1 and 2 will both create intermediate sequences


can’t see that 😞 thought the lazy seq will be realized only on the into []


@alexmiller 1 will return a lazy-seq to 2, right ? ((map clojure.string/lower-case) lazy-seq-1)


which will pass another lazy-seq to into


(take 5 ((map clojure.string/lower-case) lazy-seq-1))


where the new collection is being created ?

Karol Wójcik11:04:42

every map returns lazy-seq in order to run the code in 0(n) you have to use transducers

👍 4

that is because lazy-seq is storing the previous values realized ?

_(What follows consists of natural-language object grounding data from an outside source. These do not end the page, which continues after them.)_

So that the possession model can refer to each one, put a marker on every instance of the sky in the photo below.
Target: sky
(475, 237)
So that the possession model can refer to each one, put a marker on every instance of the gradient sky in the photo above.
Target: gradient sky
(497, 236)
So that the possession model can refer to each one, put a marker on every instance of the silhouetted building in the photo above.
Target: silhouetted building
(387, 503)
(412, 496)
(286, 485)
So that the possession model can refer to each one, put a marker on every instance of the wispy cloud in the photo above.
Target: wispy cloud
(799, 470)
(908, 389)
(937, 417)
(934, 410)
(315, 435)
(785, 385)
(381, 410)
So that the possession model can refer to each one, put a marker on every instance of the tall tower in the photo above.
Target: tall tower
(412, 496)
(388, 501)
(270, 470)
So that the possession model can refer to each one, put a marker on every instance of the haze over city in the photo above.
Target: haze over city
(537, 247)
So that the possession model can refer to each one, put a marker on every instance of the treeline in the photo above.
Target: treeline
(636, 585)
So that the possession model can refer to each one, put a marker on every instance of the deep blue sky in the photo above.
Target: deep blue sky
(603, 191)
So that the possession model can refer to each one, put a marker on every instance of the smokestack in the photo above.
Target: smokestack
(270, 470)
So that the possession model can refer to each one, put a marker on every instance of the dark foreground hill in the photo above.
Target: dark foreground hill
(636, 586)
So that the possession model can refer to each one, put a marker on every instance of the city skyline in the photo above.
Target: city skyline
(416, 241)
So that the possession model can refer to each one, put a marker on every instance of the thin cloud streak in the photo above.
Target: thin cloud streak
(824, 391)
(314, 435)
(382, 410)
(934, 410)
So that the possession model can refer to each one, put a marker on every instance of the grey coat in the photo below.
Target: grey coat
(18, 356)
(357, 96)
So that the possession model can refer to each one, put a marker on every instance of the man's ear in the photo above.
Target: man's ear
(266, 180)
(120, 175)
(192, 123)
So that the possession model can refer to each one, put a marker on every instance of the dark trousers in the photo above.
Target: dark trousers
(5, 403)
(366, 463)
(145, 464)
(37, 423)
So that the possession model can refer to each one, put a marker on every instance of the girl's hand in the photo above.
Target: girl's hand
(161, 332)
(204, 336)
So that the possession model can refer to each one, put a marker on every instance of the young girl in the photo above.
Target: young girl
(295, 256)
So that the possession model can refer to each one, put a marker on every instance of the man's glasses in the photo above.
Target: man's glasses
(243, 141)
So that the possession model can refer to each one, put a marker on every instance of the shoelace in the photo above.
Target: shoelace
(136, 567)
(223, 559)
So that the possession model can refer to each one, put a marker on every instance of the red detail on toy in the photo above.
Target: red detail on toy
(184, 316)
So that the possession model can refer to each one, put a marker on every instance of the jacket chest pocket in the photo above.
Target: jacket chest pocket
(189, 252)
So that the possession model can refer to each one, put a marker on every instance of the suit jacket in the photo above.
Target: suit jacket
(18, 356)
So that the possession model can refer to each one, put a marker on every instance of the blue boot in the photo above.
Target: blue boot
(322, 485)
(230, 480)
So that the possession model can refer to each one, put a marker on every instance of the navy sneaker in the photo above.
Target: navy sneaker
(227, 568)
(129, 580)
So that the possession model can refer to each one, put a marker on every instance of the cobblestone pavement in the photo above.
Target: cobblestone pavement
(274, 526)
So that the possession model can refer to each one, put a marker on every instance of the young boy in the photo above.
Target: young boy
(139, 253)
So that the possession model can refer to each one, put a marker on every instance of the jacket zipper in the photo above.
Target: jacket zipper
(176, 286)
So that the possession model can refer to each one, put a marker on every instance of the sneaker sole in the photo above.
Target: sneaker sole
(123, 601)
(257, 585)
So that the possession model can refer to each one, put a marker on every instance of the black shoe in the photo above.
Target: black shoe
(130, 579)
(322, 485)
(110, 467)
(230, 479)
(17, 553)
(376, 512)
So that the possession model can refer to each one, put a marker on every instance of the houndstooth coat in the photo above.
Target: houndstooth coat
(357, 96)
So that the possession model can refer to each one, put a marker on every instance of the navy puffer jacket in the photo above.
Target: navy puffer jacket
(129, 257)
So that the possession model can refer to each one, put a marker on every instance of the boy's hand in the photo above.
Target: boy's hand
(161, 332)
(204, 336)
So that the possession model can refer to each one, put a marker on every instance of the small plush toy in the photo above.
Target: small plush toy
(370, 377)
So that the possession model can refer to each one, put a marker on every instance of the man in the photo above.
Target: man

Alex Miller (Clojure team)11:04:42

Yes, lazy seq memoizes computed values


yeah I see, so both 1 and 2 are memoizing the values which is considered intermediate collections


is that correct ?

Alex Miller (Clojure team)11:04:39

However I would still say the seq version is O(n)

Alex Miller (Clojure team)11:04:12

Because this realization is pipelined


now makes sense


yeah, still think the code is o(n) in performance

Alex Miller (Clojure team)11:04:08

into is implemented with reduce, which walk the lazy seq asking for the next value, which asks the top lazy seq which asks the next lazy seq which asks the list

❤️ 8
👏 8
👍 4
😀 4
Karol Wójcik11:04:39

aaaaa now I understand

Alex Miller (Clojure team)11:04:56

In this case, map is also chunking into 32 element batches to amortize the cost

Karol Wójcik11:04:52

@alexmiller thank you for the explanation you are really great teacher

👍 4
Alex Miller (Clojure team)11:04:30

The transducer version would create one composite reduce function, walk the list, and drop the results into the output vector

Alex Miller (Clojure team)11:04:04

Still o(n), but no intermediate caching seqs

Alex Miller (Clojure team)11:04:36

So less object creation and gc


that is awesome !


Are there any guides on setting up a in-memory database for testing? Creating the database in a fixture, adding some records for one group of tests and so on?


Michael Nygard had a good video on Youtube using Datomic, but I have to use relational database so I will need to use H2 or SQLite :mem: instead.


You could use docker to both have a database container in some state which you can re-use, and execute specific tests based on that database? With h2 you could also save to disk, so you could have some resources and configuration in test to use.